The Phillies called him up for the second time on May 16, 2009, to make his first career Major League start. Though Carpenter did not pitch the requisite five innings, he did earn his first major league win in a rain-shortened, six-inning game against Washington, pitching 4 1/3 innings and allowing 5 earned runs on 8 hits and 3 walks.

The Phillies called up Carpenter for the third time on July 20, 2010, to replace Kyle Kendrick in the Phillies' starting rotation.

He was in 11 total games for the Phillies over parts of four seasons, while spending most of his time in AAA with the Lehigh Valley IronPigs. He had a 1–1 record and 8.53 ERA with the Phillies.

===San Diego Padres===
On September 2, 2011, Carpenter was claimed off waivers by the San Diego Padres. He pitched in 6 games for the Padres with an 8.44 ERA.

===Toronto Blue Jays===
The Toronto Blue Jays claimed him off waivers on November 18, 2011. The Blue Jays planned to designate Carpenter for assignment on July 21, 2012; however, Jason Frasor was placed on the DL instead. Carpenter was designated for assignment on August 4. On August 6, Carpenter was outrighted to the Las Vegas 51s. Carpenter refused the assignment and became a free agent on August 7.

===New York Mets===
Carpenter was signed to a minor league contract by the New York Mets on August 10, 2012, and assigned to their Double-A affiliate Binghamton Mets. He was used as a relief pitcher, and appeared in five games for Binghamton, and five for the Mets' Triple-A affiliate Buffalo Bisons.

===Chicago Cubs===
The Chicago Cubs signed Carpenter to a minor league contract with a major league spring training invitation on December 7, 2012. He started the 2013 season with the Triple-A Iowa Cubs.

===Colorado Rockies===
The Colorado Rockies acquired Carpenter from the Cubs on May 11, 2013, and assigned him to the AAA Colorado Springs Sky Sox.

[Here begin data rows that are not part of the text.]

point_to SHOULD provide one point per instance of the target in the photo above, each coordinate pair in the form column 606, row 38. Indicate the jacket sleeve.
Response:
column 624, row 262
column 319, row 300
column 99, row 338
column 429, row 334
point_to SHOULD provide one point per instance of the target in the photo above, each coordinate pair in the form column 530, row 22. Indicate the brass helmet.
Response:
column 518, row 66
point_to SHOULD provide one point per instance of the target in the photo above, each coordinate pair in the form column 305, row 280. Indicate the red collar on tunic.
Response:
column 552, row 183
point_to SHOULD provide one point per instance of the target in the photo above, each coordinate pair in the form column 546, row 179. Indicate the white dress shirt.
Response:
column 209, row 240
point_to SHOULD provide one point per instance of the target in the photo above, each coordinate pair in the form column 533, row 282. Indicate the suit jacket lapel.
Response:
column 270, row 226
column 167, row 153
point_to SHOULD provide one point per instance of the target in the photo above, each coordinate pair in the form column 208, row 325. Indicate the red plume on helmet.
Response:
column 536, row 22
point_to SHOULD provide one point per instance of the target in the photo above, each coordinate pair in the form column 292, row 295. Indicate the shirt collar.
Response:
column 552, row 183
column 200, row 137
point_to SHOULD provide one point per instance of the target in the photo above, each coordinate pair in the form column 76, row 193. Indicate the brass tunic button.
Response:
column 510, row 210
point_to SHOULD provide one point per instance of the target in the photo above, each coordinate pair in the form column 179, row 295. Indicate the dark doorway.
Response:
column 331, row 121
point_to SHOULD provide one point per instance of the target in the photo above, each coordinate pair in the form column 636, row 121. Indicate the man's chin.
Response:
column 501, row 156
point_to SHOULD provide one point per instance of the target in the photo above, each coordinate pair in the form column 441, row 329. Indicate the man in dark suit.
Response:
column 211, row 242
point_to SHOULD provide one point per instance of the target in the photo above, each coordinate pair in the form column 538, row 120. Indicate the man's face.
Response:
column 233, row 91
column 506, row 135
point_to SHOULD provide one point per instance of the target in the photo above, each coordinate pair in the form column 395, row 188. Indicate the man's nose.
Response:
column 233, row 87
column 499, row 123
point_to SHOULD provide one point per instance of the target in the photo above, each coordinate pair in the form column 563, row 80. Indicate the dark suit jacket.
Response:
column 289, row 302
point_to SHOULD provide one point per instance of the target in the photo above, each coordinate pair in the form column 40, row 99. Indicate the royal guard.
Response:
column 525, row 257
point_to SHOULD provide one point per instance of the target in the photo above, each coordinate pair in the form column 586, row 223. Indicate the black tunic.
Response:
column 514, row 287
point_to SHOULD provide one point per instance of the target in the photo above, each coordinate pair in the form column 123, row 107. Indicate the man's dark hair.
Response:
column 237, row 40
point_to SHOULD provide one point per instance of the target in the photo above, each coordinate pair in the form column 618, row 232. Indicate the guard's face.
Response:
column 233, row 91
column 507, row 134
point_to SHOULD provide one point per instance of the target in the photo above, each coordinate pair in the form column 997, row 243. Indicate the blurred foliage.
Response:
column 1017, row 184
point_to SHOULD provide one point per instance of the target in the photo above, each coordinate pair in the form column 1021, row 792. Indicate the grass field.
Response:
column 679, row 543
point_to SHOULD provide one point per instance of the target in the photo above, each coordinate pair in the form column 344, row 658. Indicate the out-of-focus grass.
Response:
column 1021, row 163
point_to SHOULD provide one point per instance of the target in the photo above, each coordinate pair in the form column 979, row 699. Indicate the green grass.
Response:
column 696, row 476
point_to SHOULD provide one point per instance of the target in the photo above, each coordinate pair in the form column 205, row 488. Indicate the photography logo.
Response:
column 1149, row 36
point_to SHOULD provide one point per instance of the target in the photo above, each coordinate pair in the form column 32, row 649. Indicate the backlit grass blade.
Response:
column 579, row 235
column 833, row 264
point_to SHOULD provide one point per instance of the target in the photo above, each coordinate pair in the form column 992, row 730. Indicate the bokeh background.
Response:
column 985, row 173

===Los Angeles Angels of Anaheim===
The Los Angeles Angels of Anaheim signed Carpenter to a minor league contract on July 9, 2013, after being released by the Rockies on June 29. The Angels assigned him to the Double-A Arkansas Travelers. Carpenter was released on August 2.

===Oakland Athletics===
The Oakland Athletics signed Carpenter to a minor league contract on August 12, 2013 and assigned him to the Double-A Midland RockHounds.

===Los Angeles Dodgers===
He signed a minor league contract with the Los Angeles Dodgers in December, 2013. He was assigned to the AAA Albuquerque Isotopes, where he appeared in 16 games (with 6 starts) and was 3–1 with a 7.74 ERA.

===Sugar Land Skeeters===
Carpenter signed with the Sugar Land Skeeters of the Atlantic League of Professional Baseball for the 2015 season. He became a free agent after the 2015 season. In 29 games 36.1 innings of relief he struggled mightily going 3-4 with a 6.69 ERA with 37 strikeouts.

==Scouting==
Carpenter throws a fastball between 88 and 92 mph. His repertoire includes a pair of breaking pitches: a slider, widely considered a strong pitch, and a split-finger fastball, which has developed into his "out" pitch. He also throws a changeup, new to his repertoire since turning pro.